I was delighted earlier today to see a Facebook Post that depicted a 98 year old woman in London who had her opening art show. Yes, at 98! Ahem! That phrase across my face at the top of this blog?
So commences the I Art Daily challenge from my friends at I Create Daily. Yesterday, I prepped fabrics for the Snowball Quilt I’m making. I’m allowing one day a week to sew this beauty. I only want to finish by next winter, so no hurry. And I dug my milk crate full of art supplies out of the closet in my studio. Going to jump in today, did a little planning yesterday.

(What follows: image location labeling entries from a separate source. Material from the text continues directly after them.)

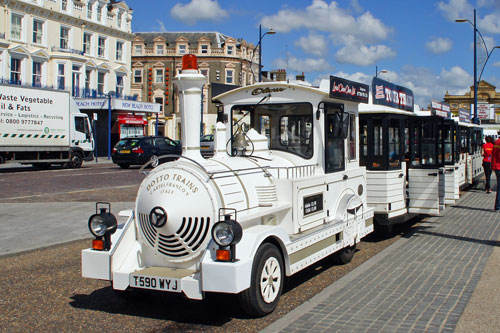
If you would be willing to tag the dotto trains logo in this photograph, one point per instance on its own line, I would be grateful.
(172, 184)
(267, 90)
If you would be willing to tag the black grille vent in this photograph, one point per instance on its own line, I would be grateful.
(184, 242)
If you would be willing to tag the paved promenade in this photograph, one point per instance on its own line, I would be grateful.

Sometimes in planning, we need to look back at last month just to see where we are. I’m further along than I ever dreamed I would be. One goal in 90 days was to learn more about Social Media promotion of my blog, establish myself as an author, and gain a following. Interesting enough, the social media part was the part that ran out in front, thanks to the Nebraska Writers Guild Social Media training. If you’d like, join the Guild, and you’ll have access to this, too. You can find them at Nebraska WritersGuild. Does my heart good that even while I was feeling as if I was behind again, I really wasn’t.
Yesterday, I mentioned my friend Shannon Schofield, a newly published author from an I Create Daily writing group we both belong to. Here’s a link to her gritty tale of her life, bad choices, and her redemption. I applaud her for telling her tale. I have not read it, but as soon as I can purchase it in paperback, I will. Here is that, too.
And, here’s a link to my author Facebook Page. I’d love to have you follow me there as well. WordPress automatically posts there everyday to let you know the blog is up. I hand post to my personal FB page as well, but sometimes I get busy and forget. All new stuff. All good stuff. All stuff that will get this last third of my life going to be the best of the whole thing. I’m planning on living another 30 years, at least. How about you? Thanks for reading today, I got a little talkative. Just ask the Babe. I do that sometimes. See you tomorrow, I’ll be here. Hope you are, too.